In Nolan’s film, Oppenheimer (played by Cillian Murphy) repeatedly runs afoul of government officials during the development process, insisting that Prometheus’ terrifying ability to split an atom should be used to enforce peace rather than bolster strategic advantages. His naivety, coupled with the certainty that the Nazis would build the atomic bomb if he didn’t, leads him to unleash a destructive ability that humanity should never have had access to. Just as Oppenheimer realizes the catastrophic extent of his work, the FBI agents plot to oust him from the program he started, tarnishing his reputation and focusing on his former communist connections. Spending so much of his life as the smartest man in the room, he couldn’t see when he was being used.

As befits submolecular tinkering, Oppenheimer operates its laboratory and testing site in Los Alamos with the utmost care, fully relying on the expertise of its carefully selected staff.
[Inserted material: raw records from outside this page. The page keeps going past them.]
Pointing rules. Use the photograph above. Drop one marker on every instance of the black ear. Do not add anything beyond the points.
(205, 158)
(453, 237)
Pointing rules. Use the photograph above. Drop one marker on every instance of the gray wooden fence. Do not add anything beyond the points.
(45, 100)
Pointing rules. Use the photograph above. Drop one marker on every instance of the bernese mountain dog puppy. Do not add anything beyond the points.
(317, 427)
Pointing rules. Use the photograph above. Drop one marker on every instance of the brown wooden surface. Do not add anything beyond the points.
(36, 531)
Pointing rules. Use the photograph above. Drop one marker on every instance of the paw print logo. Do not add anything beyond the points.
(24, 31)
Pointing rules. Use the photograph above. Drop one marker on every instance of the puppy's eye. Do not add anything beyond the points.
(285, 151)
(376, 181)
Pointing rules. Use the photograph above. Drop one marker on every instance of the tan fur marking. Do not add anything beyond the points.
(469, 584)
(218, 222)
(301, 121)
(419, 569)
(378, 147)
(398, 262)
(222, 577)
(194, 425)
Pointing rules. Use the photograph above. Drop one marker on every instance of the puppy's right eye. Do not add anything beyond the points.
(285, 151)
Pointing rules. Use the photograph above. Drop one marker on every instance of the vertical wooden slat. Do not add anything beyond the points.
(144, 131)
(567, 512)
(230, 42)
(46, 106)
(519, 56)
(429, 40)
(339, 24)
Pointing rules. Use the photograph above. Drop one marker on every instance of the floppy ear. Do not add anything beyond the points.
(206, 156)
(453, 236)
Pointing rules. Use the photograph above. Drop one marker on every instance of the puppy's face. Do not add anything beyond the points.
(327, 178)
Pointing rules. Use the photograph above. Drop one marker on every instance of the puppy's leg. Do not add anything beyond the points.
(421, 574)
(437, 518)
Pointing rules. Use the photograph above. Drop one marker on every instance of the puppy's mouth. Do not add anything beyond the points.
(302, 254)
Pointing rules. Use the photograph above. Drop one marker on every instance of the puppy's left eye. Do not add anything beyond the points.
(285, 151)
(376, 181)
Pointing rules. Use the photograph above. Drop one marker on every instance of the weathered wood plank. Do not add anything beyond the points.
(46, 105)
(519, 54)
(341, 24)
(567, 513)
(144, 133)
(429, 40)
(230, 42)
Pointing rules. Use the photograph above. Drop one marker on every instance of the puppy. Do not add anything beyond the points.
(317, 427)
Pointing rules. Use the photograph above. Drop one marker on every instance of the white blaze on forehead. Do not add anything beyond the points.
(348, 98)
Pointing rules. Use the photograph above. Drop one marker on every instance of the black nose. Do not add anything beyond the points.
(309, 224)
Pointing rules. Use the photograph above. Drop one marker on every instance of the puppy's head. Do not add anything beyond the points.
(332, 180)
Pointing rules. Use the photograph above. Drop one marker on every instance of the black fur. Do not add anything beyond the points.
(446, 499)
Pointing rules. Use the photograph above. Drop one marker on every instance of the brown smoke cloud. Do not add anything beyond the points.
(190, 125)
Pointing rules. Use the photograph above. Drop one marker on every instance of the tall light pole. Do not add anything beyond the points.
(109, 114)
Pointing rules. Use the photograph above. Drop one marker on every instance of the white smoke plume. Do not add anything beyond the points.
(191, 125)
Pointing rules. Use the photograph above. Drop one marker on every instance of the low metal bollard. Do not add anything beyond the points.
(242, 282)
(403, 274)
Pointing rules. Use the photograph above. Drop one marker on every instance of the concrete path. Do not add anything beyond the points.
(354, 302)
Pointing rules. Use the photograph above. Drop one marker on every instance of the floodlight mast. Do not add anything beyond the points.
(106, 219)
However, once the eggheads have served their purpose, Uncle Sam’s minions dispose of the nuclear bomb with a plan to increase its megatonnage exponentially through the use of hydrogen. The account of a man convincing himself that he is creating something personally significant, only to watch in horror as his government appropriates it and uses it for their own dystopian purposes lends itself to the industrial allegory linking the “father of the atomic bomb” with the father of the modern superhero tent pole.

J. Robert Oppenheimer (Cillian Murphy) grins and waves his hat to a cheering crowd outdoors while standing under an American flag in Christopher Nolan's Oppenheimer

Photo: Universal Pictures

Nolan created his Batman trilogy in keeping with the high standards he sets for himself, only to set off a chain reaction that’s now bombarding the market with off-the-shelf CGI eyesores. Given his ardent support for analog film technology, it’s only natural that Nolan would look down at his hands and wonder what horrors he’s unleashed at least once or twice when he sees the latest developments in the DCEU.

Massive, idiosyncratic expressions of director’s vision at the studio level are so rare that a neutral group within Team Oppenheimer and Team Barbie can agree on a double dose this weekend a sign of robust health for the films. The content of the films themselves tells a different story. Both films explore the question of whether people have the latitude to do what is right, even to the point of desperation, in a system that resolutely rejects independent will. Whether portrayed as a flawed fantasy land or a vast spiritual wasteland, Hollywood is hostile terrain. Even those who have the determination to traverse it and the stamina to reach the higher ground, climbing to the top like in these two films only gives them a clearer view of how tough it is out there.

Barbie And Oppenheimer Both hit theaters on July 21st.